On top of the current supply issues, drivers are also having to contend with confusion around the new E10 petrol, which is now standard across forecourts.
E10 replaced E5 petrol at pumps at the start of September, becoming the standard 95 octane fuel sold as “regular” unleaded. E5 is now only sold as 98 octane, usually branded super or premium unleaded.
With drivers struggling to find any petrol, it has become a matter of filling up with whichever grade they can find but has raised questions about whether it’s safe to mix the two types of fuel.
Can I mix E5 and E10 petrol?
Although E5 and E10 have different compositions, the Department for Transport says it is entirely safe to mix the two grades.
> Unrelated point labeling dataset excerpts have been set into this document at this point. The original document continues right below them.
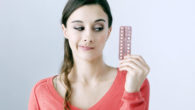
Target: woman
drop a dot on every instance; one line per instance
(85, 81)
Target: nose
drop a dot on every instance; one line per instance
(88, 36)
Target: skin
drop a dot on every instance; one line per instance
(90, 75)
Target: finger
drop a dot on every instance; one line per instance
(133, 65)
(137, 61)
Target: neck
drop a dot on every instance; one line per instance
(88, 72)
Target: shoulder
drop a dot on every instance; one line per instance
(42, 84)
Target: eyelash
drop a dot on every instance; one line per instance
(82, 28)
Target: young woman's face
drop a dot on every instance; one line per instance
(87, 26)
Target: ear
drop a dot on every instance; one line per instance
(109, 31)
(64, 31)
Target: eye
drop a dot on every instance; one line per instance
(79, 28)
(98, 28)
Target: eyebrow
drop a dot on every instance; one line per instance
(79, 21)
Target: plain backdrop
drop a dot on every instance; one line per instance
(31, 47)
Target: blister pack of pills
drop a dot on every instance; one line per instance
(124, 41)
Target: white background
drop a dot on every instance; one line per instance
(31, 47)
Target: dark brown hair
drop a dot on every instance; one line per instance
(68, 61)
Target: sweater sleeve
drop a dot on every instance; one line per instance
(33, 104)
(137, 100)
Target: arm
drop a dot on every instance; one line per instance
(33, 104)
(137, 100)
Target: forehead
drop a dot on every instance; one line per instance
(88, 13)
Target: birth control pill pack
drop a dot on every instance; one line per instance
(124, 41)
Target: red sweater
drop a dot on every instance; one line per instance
(45, 97)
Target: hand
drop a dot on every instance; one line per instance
(137, 71)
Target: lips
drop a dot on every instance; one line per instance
(86, 47)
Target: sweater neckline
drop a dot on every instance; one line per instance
(105, 96)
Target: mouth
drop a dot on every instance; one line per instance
(86, 47)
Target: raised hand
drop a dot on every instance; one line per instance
(137, 71)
Like mixing regular and super unleaded in the days of E5 petrol, mixing E5 and E10 in the same tank will not do any harm to your vehicle.
In its guidance on E10, the DfT says: “If your vehicle is compatible with E10 petrol, there’s no reason you can’t mix the 2 grades of petrol (E5 97+ and E10 95+). It’s perfectly safe to mix them in the same tank or fill up with E5 if E10 is not available.”
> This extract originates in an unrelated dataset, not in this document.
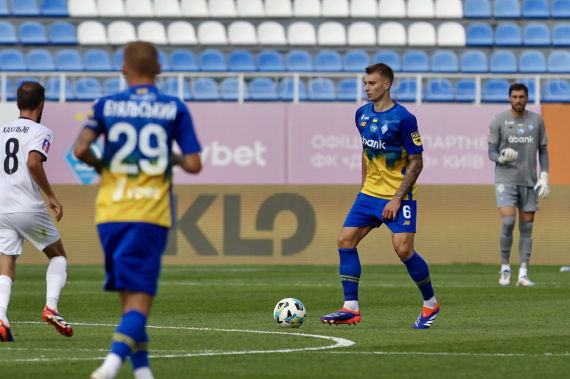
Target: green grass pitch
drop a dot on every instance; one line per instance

What is the difference between E5 and E10?
Both E5 and E10 are unleaded petrol but E10 contains a higher proportion of bio-ethanol - up to 10% compared with a maximum of 5% in E5.
This higher bio-ethanol content - obtained from renewable sources - helps to reduce the CO2 emissions from vehicles but slightly reduces their fuel efficiency.
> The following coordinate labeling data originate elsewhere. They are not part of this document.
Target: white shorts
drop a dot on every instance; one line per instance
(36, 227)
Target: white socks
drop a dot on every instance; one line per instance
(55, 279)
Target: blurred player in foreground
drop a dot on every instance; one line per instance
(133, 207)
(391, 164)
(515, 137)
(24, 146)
Why has E10 petrol been introduced?
The Government says the introduction of E10 petrol will help reduce transport-related air pollution.
It estimates that changing to E10 will cut the UK’s CO2 emissions by 750,000 tonnes a year - equivalent to removing 350,000 cars from the road.
Can all cars run on E10 petrol?
The vast majority of modern cars can run safely on E5 or E10 but there are up to 600,000 older models in the UK which aren’t compatible with the newer fuel.
Any car built since 2010 is compatible with E10 fuel and most built since 2000 can also use the fuel without damage. However, some models from between 2000 and 2010 face problems using the fuel, as do hundreds of thousands of older and classic cars.
What if I have to use E10 in an incompatible car?
The current crisis means that some drivers may have to fill up with unsuitable fuel just to keep mobile.
The good news is that a single fill-up of E10 is unlikely to cause lasting damage to incompatible cars.
The damage caused by E10 to older cars largely comes about due to the long-term effects of the ethanol on perishable components, so a single emergency fill-up won’t do too much harm.
The DfT advises: “Using a single tank of E10 petrol in a vehicle that is not compatible should not be a major problem. Just make sure you fill up with the correct E5 (‘97+ octane) petrol grade next time.
Unlike putting petrol into a diesel engine, you shouldn’t need to drain the tank. On a one-time basis, your vehicle will not suffer engine damage as a result. Prolonged use of E10 petrol in a non-compatible vehicle, however, may cause harm and is not recommended.”